Background: Pleural effusion has various origins, and it can be challenging to differentiate the causes clinically.
Objectives: This study aimed to develop a machine learning model to classify five etiologies of pleural effusion.
Methods: In this retrospective study, data from patients who underwent thoracentesis between October 2013 and December 2018 were collected from a tertiary care center. Five etiologies of pleural effusion were labelled as transudative, malignant, parapneumonic, tuberculous, and others. Among the 49 features from clinical information, blood, and pleural effusion, we extracted the most optimized and minimal features for classifying pleural effusion using the mutual information method. We applied five different models for their performance; multinomial logistic regression, support vector machine, random forest, extreme gradient boosting, and light gradient boosting machine (LightGBM). The established model was validated by 5-fold cross validation.

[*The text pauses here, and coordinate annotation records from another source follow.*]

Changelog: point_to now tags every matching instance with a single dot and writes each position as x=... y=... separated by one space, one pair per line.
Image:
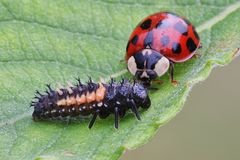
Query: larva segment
x=100 y=93
x=97 y=99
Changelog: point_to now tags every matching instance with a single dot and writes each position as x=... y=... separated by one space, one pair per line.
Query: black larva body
x=91 y=99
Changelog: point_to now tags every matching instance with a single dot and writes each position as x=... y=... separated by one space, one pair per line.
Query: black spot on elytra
x=176 y=48
x=162 y=24
x=148 y=39
x=140 y=59
x=134 y=40
x=181 y=28
x=165 y=40
x=195 y=33
x=191 y=45
x=187 y=21
x=146 y=24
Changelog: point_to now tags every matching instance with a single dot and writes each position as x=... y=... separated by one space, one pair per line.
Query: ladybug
x=159 y=41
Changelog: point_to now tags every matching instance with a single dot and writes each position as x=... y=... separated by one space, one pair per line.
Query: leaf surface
x=49 y=42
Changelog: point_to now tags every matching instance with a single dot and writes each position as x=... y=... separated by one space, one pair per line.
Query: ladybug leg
x=196 y=55
x=93 y=119
x=171 y=68
x=121 y=60
x=158 y=81
x=116 y=115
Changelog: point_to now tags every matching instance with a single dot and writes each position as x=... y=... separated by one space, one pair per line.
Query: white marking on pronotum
x=132 y=66
x=161 y=66
x=206 y=25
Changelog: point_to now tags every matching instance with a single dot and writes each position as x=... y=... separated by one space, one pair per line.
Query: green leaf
x=54 y=41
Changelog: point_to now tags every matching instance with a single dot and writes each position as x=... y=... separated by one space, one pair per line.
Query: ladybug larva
x=96 y=99
x=159 y=41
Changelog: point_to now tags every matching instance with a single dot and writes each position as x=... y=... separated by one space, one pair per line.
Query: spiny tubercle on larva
x=97 y=99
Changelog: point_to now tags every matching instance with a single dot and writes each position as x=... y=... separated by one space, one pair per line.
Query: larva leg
x=134 y=109
x=116 y=112
x=93 y=119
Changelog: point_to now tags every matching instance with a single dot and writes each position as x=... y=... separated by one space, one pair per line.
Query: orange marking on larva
x=71 y=101
x=61 y=102
x=91 y=97
x=81 y=100
x=59 y=91
x=70 y=91
x=100 y=93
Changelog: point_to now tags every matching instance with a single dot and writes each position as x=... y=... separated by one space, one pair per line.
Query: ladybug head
x=147 y=64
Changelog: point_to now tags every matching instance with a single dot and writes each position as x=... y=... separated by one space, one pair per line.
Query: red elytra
x=167 y=31
x=168 y=34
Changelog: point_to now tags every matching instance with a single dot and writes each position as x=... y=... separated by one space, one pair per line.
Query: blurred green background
x=208 y=126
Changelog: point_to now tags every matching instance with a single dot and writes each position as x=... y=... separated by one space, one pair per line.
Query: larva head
x=147 y=64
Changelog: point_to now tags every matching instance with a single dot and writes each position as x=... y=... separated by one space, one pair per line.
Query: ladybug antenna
x=49 y=87
x=90 y=79
x=37 y=92
x=79 y=81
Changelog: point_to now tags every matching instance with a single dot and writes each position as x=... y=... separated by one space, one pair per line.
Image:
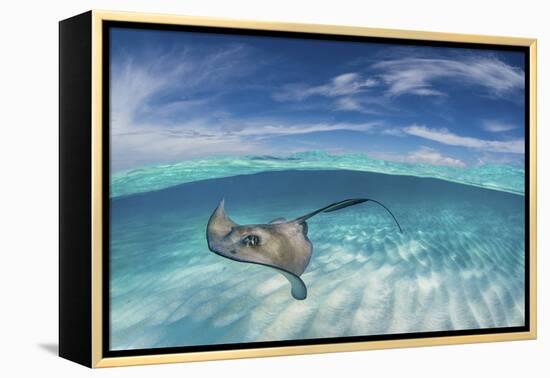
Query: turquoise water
x=459 y=263
x=493 y=176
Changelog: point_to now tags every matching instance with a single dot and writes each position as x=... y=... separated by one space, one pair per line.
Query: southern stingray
x=280 y=244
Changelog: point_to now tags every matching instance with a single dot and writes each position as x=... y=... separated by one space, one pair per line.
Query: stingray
x=280 y=244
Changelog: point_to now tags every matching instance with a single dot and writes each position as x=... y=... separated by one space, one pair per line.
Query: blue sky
x=184 y=95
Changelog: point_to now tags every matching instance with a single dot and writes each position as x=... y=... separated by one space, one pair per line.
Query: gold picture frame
x=89 y=340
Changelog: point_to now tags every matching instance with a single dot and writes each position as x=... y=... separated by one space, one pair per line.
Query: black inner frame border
x=106 y=27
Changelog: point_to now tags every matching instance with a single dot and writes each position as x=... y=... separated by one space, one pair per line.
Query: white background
x=29 y=174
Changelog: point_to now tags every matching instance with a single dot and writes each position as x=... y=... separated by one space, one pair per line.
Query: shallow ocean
x=459 y=263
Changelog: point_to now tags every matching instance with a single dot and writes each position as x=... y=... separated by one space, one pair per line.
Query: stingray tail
x=343 y=204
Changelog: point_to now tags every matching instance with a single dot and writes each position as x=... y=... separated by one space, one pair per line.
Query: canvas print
x=269 y=188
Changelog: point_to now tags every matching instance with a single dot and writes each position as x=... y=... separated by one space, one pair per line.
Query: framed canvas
x=236 y=189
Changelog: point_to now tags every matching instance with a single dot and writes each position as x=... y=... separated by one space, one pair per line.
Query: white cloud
x=345 y=84
x=430 y=156
x=423 y=155
x=417 y=75
x=444 y=136
x=497 y=127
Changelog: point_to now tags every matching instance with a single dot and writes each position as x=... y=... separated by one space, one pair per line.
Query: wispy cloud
x=347 y=90
x=444 y=136
x=345 y=84
x=422 y=155
x=497 y=127
x=418 y=76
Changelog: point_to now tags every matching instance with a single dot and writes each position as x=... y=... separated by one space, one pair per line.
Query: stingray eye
x=251 y=240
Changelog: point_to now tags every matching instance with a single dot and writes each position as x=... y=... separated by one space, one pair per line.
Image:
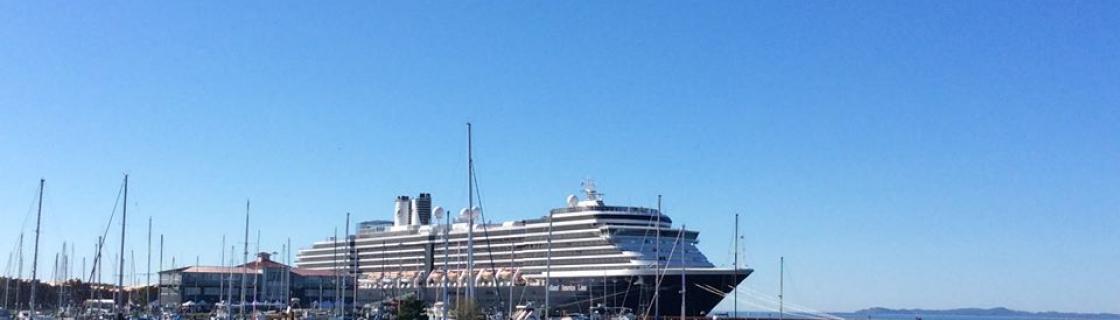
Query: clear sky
x=897 y=153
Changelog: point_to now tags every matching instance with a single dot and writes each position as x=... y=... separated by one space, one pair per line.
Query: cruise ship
x=585 y=255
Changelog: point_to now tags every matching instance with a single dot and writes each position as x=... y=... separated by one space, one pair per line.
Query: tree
x=411 y=309
x=468 y=310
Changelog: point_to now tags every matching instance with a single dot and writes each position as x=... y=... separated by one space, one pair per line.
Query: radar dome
x=438 y=212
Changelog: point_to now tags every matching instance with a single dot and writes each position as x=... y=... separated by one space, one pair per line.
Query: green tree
x=468 y=310
x=411 y=309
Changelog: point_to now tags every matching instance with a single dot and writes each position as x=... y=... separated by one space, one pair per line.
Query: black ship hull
x=640 y=293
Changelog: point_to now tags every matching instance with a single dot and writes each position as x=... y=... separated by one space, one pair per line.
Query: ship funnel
x=438 y=213
x=421 y=208
x=402 y=212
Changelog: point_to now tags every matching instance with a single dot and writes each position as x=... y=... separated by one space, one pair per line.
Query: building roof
x=254 y=266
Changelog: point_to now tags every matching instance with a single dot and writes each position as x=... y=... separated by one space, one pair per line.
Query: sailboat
x=35 y=260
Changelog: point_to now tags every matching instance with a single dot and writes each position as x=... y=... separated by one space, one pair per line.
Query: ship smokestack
x=422 y=207
x=402 y=212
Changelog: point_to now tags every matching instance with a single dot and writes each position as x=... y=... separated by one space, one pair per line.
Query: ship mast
x=35 y=254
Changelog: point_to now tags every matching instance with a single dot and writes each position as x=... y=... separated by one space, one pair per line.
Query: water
x=789 y=316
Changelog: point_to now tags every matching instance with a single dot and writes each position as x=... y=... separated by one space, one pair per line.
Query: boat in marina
x=579 y=256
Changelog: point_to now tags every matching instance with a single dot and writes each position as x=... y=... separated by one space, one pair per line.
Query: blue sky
x=897 y=153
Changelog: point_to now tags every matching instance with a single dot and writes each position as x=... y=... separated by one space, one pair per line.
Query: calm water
x=914 y=317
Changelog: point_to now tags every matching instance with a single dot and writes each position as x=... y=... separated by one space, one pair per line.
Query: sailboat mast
x=548 y=269
x=120 y=275
x=656 y=286
x=683 y=289
x=35 y=254
x=221 y=285
x=781 y=289
x=470 y=216
x=159 y=298
x=736 y=308
x=348 y=255
x=244 y=256
x=447 y=257
x=147 y=281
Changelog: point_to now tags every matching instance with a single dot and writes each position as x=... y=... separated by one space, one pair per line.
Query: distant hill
x=986 y=312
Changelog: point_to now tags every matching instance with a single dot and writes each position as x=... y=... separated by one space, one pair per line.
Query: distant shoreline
x=1002 y=312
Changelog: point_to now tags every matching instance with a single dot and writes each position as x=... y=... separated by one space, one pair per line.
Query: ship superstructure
x=600 y=255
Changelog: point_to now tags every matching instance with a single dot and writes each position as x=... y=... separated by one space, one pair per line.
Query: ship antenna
x=590 y=190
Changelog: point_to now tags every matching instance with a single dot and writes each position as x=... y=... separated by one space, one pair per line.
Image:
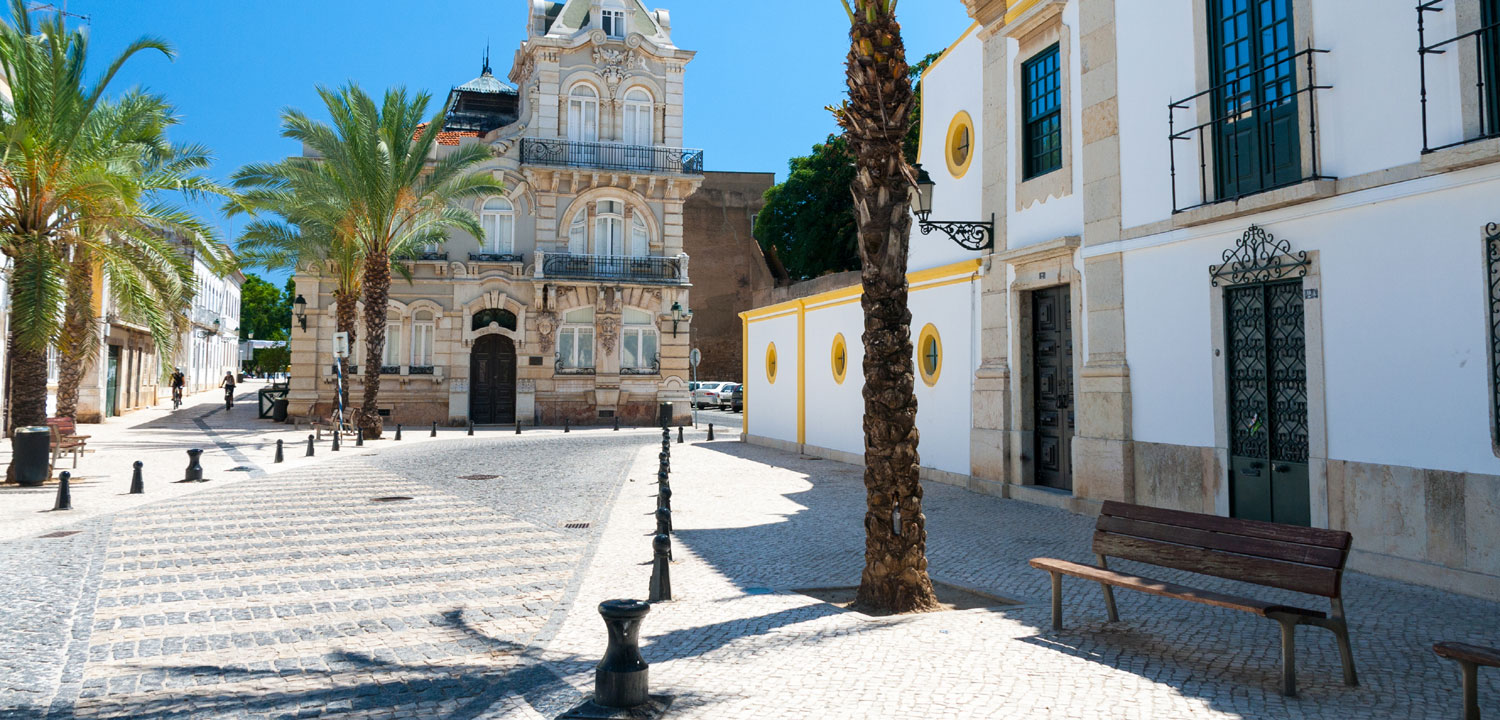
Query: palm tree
x=63 y=186
x=875 y=122
x=381 y=164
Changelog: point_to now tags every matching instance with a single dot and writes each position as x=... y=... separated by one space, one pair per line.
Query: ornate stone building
x=575 y=303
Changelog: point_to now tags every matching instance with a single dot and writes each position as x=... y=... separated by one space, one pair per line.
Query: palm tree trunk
x=345 y=320
x=74 y=351
x=875 y=122
x=377 y=302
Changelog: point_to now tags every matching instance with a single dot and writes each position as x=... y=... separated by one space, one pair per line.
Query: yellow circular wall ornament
x=959 y=149
x=929 y=354
x=840 y=359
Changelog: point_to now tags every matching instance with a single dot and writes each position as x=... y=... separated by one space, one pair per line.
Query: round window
x=960 y=144
x=929 y=354
x=840 y=359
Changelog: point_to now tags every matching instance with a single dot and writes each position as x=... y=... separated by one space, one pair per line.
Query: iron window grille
x=1041 y=98
x=1487 y=69
x=611 y=156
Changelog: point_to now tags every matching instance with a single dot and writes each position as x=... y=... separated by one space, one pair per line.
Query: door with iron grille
x=1052 y=387
x=1268 y=410
x=492 y=380
x=1256 y=138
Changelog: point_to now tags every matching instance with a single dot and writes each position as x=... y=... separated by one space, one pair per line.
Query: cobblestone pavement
x=753 y=524
x=296 y=594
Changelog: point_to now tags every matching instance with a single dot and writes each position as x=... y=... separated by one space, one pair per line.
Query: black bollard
x=660 y=569
x=194 y=468
x=65 y=497
x=620 y=678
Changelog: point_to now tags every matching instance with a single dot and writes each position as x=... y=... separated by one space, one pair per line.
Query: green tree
x=264 y=309
x=396 y=189
x=74 y=182
x=875 y=122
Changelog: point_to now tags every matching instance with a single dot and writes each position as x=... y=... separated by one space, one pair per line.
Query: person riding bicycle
x=179 y=383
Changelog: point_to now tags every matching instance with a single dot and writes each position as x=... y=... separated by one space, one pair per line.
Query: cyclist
x=228 y=389
x=179 y=381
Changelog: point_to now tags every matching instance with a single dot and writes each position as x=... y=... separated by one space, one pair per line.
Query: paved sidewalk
x=753 y=524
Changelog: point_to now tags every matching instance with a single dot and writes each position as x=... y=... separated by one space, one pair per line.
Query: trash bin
x=33 y=455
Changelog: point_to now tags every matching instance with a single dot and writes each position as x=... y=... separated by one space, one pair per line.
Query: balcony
x=612 y=267
x=564 y=153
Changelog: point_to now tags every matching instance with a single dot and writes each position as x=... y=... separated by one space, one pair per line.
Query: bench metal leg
x=1056 y=600
x=1289 y=656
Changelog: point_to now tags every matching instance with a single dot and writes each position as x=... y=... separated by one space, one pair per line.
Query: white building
x=1287 y=311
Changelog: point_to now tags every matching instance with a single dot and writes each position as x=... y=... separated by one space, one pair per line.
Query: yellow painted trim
x=836 y=354
x=929 y=333
x=921 y=131
x=801 y=372
x=959 y=123
x=1019 y=9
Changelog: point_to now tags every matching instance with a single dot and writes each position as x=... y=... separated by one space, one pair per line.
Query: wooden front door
x=492 y=381
x=1052 y=386
x=1268 y=402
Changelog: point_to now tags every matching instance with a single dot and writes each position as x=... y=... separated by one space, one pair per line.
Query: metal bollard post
x=194 y=468
x=65 y=497
x=620 y=678
x=660 y=569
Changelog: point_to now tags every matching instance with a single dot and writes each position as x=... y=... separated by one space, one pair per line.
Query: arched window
x=638 y=344
x=582 y=114
x=503 y=318
x=609 y=228
x=423 y=330
x=498 y=219
x=638 y=129
x=576 y=339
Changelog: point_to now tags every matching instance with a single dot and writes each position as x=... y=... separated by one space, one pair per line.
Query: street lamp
x=680 y=315
x=300 y=303
x=971 y=236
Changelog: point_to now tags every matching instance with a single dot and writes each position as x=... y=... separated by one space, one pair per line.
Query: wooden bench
x=1274 y=555
x=1469 y=659
x=66 y=438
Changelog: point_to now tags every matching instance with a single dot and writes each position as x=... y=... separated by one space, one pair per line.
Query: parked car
x=707 y=395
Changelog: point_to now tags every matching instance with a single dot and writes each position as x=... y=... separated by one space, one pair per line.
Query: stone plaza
x=294 y=591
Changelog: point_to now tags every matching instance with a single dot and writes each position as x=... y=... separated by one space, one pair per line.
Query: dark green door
x=111 y=383
x=1268 y=402
x=1256 y=140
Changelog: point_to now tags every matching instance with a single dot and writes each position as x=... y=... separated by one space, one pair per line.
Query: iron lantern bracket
x=971 y=236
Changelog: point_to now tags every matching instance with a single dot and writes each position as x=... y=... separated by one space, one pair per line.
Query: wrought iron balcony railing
x=611 y=156
x=1485 y=57
x=612 y=267
x=1253 y=137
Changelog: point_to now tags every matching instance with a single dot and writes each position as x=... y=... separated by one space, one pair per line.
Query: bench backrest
x=1271 y=554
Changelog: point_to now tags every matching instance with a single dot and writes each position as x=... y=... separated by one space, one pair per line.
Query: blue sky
x=755 y=93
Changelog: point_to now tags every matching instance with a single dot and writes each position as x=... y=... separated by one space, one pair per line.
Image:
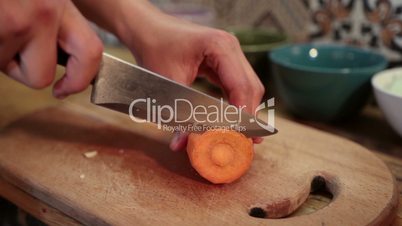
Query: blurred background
x=329 y=64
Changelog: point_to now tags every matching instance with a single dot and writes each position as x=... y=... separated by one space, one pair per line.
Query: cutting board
x=136 y=180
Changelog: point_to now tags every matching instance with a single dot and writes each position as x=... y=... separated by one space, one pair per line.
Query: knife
x=148 y=96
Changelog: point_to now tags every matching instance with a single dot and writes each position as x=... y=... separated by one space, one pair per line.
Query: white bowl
x=388 y=92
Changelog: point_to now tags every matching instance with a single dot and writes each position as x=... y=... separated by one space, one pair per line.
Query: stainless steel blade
x=119 y=83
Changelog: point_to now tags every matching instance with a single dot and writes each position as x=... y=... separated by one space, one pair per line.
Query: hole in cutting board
x=319 y=197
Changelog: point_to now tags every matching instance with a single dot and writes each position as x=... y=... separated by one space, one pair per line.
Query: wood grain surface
x=18 y=101
x=135 y=177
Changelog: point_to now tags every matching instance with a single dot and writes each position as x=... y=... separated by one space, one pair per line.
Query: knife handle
x=62 y=59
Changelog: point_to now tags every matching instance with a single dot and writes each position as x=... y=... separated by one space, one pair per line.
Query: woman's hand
x=30 y=32
x=178 y=49
x=181 y=50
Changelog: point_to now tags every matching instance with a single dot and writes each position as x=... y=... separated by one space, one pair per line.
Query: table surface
x=369 y=129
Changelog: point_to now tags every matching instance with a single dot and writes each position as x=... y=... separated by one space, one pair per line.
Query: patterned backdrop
x=367 y=23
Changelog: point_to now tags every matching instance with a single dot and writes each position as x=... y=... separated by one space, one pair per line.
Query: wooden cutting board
x=136 y=180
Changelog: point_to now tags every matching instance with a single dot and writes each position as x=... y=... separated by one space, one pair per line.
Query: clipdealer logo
x=202 y=117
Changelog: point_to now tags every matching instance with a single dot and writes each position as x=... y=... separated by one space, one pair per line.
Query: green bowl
x=324 y=82
x=256 y=43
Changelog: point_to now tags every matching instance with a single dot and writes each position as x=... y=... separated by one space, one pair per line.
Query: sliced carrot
x=220 y=156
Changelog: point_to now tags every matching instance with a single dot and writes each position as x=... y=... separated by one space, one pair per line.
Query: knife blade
x=148 y=96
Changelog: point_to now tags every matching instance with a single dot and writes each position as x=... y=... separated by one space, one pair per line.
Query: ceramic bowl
x=387 y=87
x=324 y=82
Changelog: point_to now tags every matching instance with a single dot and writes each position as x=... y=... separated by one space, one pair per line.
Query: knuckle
x=94 y=50
x=78 y=86
x=17 y=26
x=225 y=39
x=46 y=9
x=40 y=82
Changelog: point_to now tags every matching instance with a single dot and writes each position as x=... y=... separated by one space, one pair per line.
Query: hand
x=180 y=51
x=30 y=32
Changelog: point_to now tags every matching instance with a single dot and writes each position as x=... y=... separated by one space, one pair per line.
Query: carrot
x=220 y=156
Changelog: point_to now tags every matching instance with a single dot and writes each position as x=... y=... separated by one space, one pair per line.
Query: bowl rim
x=380 y=65
x=383 y=73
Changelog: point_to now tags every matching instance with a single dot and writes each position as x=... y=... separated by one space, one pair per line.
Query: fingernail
x=174 y=142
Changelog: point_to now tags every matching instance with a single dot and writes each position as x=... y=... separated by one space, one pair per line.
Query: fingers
x=27 y=51
x=235 y=75
x=37 y=61
x=85 y=50
x=239 y=81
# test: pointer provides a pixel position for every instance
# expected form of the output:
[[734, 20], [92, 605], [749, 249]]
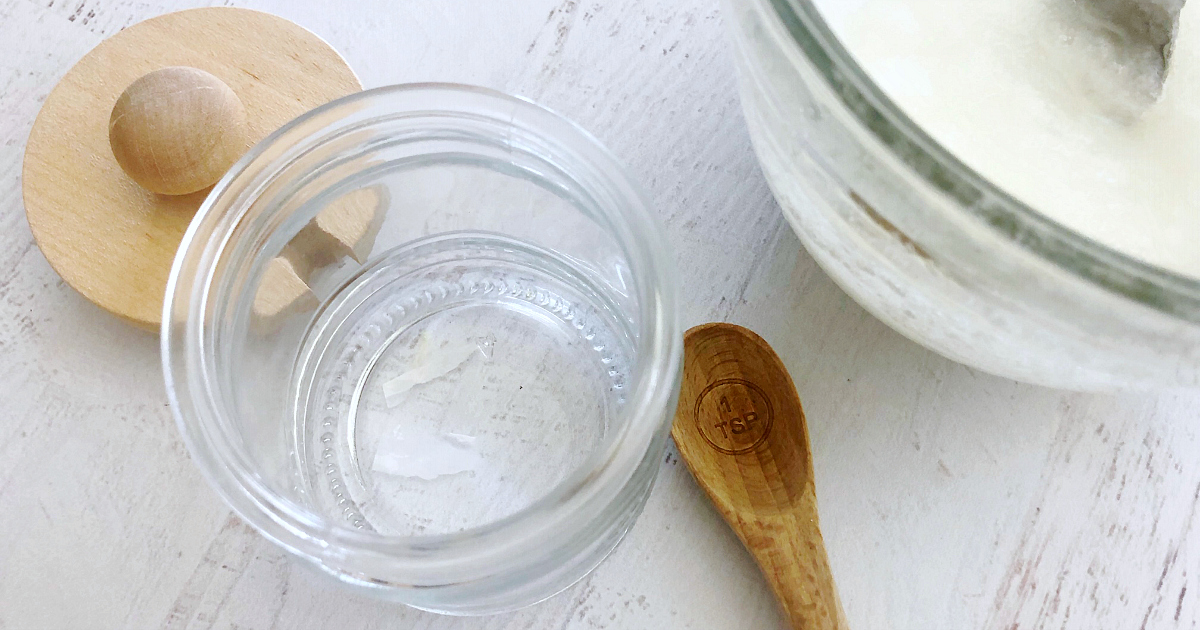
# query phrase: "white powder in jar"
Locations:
[[1014, 89]]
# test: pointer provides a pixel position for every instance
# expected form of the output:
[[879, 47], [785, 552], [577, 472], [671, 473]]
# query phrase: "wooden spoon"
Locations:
[[741, 430]]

Results: A total of 2,253 patients (median age 64.0 [54.0, 74.0] years; men 45.5%) were evaluated. The most influential features with the highest mutual information values were pleural lactate dehydrogenase, protein, adenosine deaminase, and carcinoembryonic antigen. The LightGBM model applied with single imputation and standard scaling methods showed the best performance in classifying the five etiologies. The optimal model using the minimum number of 18 features showed the most significant accuracy and F1 score; 0.819 and 0.805 in validation set and 0.788 and 0.772 in extra-validation set.
Conclusions: Classifying five etiologies of pleural effusion showed achievable performance with fewer biomarkers using the machine learning model.